NEW YORK, June 18, 2026 – U.S. gasoline prices fell below the $4 per gallon threshold on Thursday, offering some respite to motorists following months of elevated costs driven by geopolitical tensions in the Middle East. According to AAA data, the national average for regular unleaded gasoline stood at $3.999, the lowest level since March.
Oil Markets React to Iran Deal
The decline in pump prices follows a significant drop in crude oil benchmarks after the United States and Iran reached an interim agreement aimed at reopening the Strait of Hormuz. The deal, which includes a memorandum of understanding signed by President Donald Trump and Iranian President Masoud Pezeshkian, is designed to ease the supply shock that had pushed both oil and gasoline prices higher. Under the terms, Iran will allow commercial ships to pass through the strait without fees for 60 days, while the U.S. will lift its blockade on Iranian ports within 30 days.
Brent crude futures fell 2.33% to $77.69 per barrel, while West Texas Intermediate (WTI) crude dropped 2.46% to $74.90, according to Reuters. Phil Flynn, senior market analyst at Price Futures Group, commented that the potential reopening of the Strait of Hormuz "removed the big risk premium" from the market. The strait is a critical chokepoint, carrying approximately 20% of the world's oil supply.
Consumer Relief May Be Gradual
Despite the immediate market reaction, analysts caution that the benefits for consumers may take time to materialize. Banks including Goldman Sachs and Bank of America have highlighted several factors that could delay a full recovery in oil flows. These include ongoing shipping risks, stalled production, and the need for mine-clearing operations in the strait. Goldman Sachs projects that Gulf exports could return to normal by the end of July, with crude output following by October. Bank of America warns that mine clearance could drag on for months, and even after official clearance, shipowners may remain hesitant to resume normal operations.
Fatih Birol, executive director of the International Energy Agency (IEA), voiced support for the deal but emphasized the need for the strait to be reopened "without conditions" to ensure market confidence. He also credited Saudi Arabia and the United Arab Emirates for establishing alternative shipping routes outside the strait, which could bolster supply reliability in the future.
Political Uncertainty Lingers
The political landscape remains uncertain. Vice President JD Vance described Thursday as the start of a 60-day negotiating window, with final governance terms for the strait to be negotiated later. Reuters noted that most analysts doubt a comprehensive settlement can be reached within that timeframe, leaving the door open for potential disruptions.

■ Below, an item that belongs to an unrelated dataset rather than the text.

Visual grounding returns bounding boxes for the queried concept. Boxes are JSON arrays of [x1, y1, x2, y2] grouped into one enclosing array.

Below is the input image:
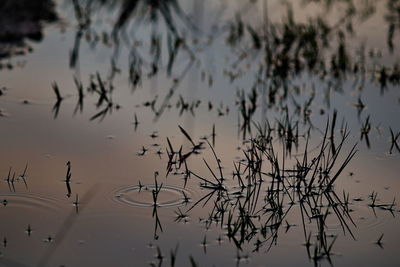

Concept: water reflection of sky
[[0, 1, 400, 266]]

The drop in gasoline prices, while welcome, still leaves the national average about 25% higher than the same period last year, when AAA reported an average of $3.188. Regional disparities persist: California drivers face an average of $5.64 per gallon, while those in South Carolina enjoy prices as low as $3.58, according to the Associated Press. Factors such as refinery supply, state taxes, and transportation costs contribute to these differences.
Market Outlook
Patrick De Haan, head of petroleum analysis at GasBuddy, told CBS News that if Iran is allowed back into the global oil market, inventories could recover more quickly. He suggested that gasoline prices might continue to decline "as long as there isn't a drastic reversal" in U.S.-Iran negotiations. However, the IEA head's call for unconditional reopening underscores the fragility of the current situation.